The department, which was heavily criticised last week by new home secretary John Reid for its poor leadership during the foreign prisoner fiasco, is completely overhauling its HR function over the next two years.
It is looking for a director of HR services to implement the move to a national shared service for HR transactions and business partner model. The other role – director of leadership and learning – will be expected to create a leadership centre of excellence for the Home Office.
Both positions command a salary of about £110,000 and will report to John Marsh, the Home Office’s group HR director.

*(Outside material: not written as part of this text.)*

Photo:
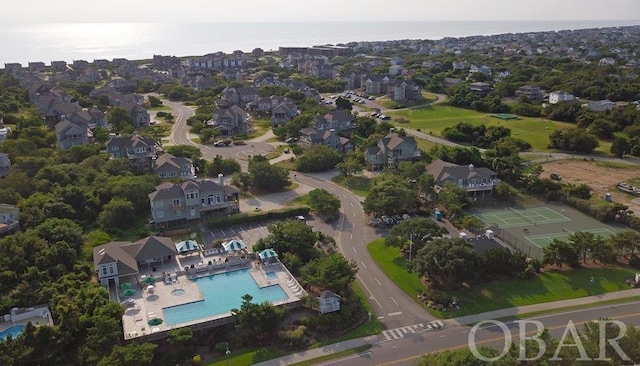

In the candidates’ briefing pack, Marsh said the HR challenge at the department was “one of the most interesting and varied that exists anywhere in the public and private sectors”.
“Add to this, the Home Office is currently engaged in the most fundamental programme of change in its history and it is evident that HR’s role in shaping and managing that change, through our workforce, is crucial,” Marsh said.
For both roles, the candidates are expected to be strategic thinkers and show an evidence-based approach to HR activities. A professional qualification is also seen as an advantage.
The approach taken by the Home Office contrasts with the route taken by the Department of Health (DoH) in recruiting its new director of workforce, according to Stephen Moir, HR director at Cambridgeshire County Council.
Earlier this month, Moir was critical of the recruitment and selection process at the DoH, but he was more impressed by the Home Office’s approach.
“The department is showing the rest of the Civil Service how to run such a process,” he said.